We needed to track a stream position during creation of xml file. This is to
allow random access to a huge xml file (the task is related to
WindowsSearch).
This is a simplified form of the xml:
<data>
<item>...</item>
...
<item>...</item>
</data>
The goal was to have stream position of each item element. With this in mind,
we've decided to:
- open a stream, and then xml writer over it;
- write data into xml writer;
- call
Flush()
method of the xml writer before measuring stream offset;
That's a code sample:
var stream = new MemoryStream();
var writer = XmlWriter.Create(stream);
writer.WriteStartDocument();
writer.WriteStartElement("data");
for(var i = 0; i < 10; ++i)
{
writer.Flush();
Console.WriteLine("Flush offset: {0}, char: {1}",
stream.Position,
(char)stream.GetBuffer()[stream.Position - 1]);
writer.WriteStartElement("item");
writer.WriteValue("item " + i);
writer.WriteEndElement();
}
writer.WriteEndElement();
writer.WriteEndDocument();
That's the output:
Flush offset: 46, char: a
Flush offset: 66, char: >
Flush offset: 85, char: >
Flush offset: 104, char: >
Flush offset: 123, char: >
Flush offset: 142, char: >
Flush offset: 161, char: >
Flush offset: 180, char: >
Flush offset: 199, char: >
Flush offset: 218, char: >
Funny, isn't it?
After feeding the start tag <data>
, and flushing xml writer we observe that only
"<data"
has been written down to the stream. Well,
Flush()
have never promissed anything particular about the content
of the stream, so we cannot claim any violation, however we expected to see
whole start tag.
Inspection of the implementation of xml writer reveals laziness during writting
data down the stream. In particular start tag is closed when one starts the
content. This is probably to implement empty tags: <data/>
.
To do the trick we had to issue empty content, moreover, to call a particular
method with particular parameters of the xml writer. So the code after the fix
looks like this:
var stream = new MemoryStream();
var writer = XmlWriter.Create(stream);
writer.WriteStartDocument();
writer.WriteStartElement("data");
char[] empty = { ' ' };
for(var i = 0; i < 10; ++i)
{
writer.WriteChars(empty, 0, 0);
writer.Flush();
Console.WriteLine("Flush offset: {0}, char: {1}",
stream.Position,
(char)stream.GetBuffer()[stream.Position - 1]);
writer.WriteStartElement("item");
writer.WriteValue("item " + i);
writer.WriteEndElement();
}
writer.WriteEndElement();
writer.WriteEndDocument();
And output is:
Flush offset: 47, char: >
Flush offset: 66, char: >
Flush offset: 85, char: >
Flush offset: 104, char: >
Flush offset: 123, char: >
Flush offset: 142, char: >
Flush offset: 161, char: >
Flush offset: 180, char: >
Flush offset: 199, char: >
Flush offset: 218, char: >
While this code works, we feel uneasy with it.

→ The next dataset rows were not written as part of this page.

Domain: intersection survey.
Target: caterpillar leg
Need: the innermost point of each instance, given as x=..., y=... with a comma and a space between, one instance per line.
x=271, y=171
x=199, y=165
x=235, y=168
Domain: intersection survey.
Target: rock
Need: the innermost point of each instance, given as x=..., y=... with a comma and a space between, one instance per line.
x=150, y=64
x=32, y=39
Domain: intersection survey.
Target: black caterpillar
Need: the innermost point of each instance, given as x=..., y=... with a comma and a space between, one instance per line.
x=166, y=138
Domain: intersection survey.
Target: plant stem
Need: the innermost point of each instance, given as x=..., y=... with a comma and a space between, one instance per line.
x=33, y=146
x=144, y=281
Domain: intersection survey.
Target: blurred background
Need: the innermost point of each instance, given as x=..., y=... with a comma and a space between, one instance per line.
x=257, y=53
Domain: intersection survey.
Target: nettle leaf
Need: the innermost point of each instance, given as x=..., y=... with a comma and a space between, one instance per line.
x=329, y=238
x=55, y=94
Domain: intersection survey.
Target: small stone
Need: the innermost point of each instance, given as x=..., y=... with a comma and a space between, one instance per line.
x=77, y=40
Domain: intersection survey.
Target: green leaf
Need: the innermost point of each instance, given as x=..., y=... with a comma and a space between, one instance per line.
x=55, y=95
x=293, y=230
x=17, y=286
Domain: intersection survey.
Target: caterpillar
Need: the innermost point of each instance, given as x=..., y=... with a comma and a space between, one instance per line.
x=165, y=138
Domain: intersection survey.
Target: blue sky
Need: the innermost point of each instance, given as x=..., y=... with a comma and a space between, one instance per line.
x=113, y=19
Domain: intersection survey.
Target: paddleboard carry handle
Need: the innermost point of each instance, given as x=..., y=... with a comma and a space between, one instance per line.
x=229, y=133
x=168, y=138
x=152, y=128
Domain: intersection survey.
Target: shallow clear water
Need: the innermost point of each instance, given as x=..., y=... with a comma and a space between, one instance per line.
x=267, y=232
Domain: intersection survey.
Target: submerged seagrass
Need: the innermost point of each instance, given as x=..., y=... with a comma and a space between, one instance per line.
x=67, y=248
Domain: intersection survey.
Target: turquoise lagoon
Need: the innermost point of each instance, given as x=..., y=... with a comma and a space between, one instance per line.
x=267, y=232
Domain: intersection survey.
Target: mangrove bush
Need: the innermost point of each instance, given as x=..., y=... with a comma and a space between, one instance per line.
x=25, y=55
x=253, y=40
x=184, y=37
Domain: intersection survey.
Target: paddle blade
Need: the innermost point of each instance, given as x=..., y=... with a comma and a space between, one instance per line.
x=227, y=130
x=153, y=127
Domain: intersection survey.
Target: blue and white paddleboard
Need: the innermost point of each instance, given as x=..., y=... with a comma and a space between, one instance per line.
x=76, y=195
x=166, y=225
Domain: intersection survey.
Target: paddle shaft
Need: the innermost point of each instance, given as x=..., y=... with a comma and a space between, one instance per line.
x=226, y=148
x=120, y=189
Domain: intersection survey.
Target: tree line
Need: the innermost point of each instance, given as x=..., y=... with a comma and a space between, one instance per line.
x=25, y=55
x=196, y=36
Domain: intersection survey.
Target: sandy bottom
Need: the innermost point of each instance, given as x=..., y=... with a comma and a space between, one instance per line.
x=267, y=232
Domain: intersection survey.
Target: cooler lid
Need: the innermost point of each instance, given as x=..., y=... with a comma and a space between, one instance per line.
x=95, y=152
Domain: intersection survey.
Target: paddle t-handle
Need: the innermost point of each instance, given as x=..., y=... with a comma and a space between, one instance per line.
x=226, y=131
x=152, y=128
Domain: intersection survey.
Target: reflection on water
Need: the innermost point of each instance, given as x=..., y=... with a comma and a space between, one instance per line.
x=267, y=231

What's the better way to solve the task?
Update: further analysis shows that it's
only possible behaviour, as after the call to write srart element, you either
can write attributes, content or end of element, so writer may write either
space, '>'
or '/>'
. The only
question is why it takes WriteChars(empty, 0, 0)
into account and WriteValue("")
it doesn't.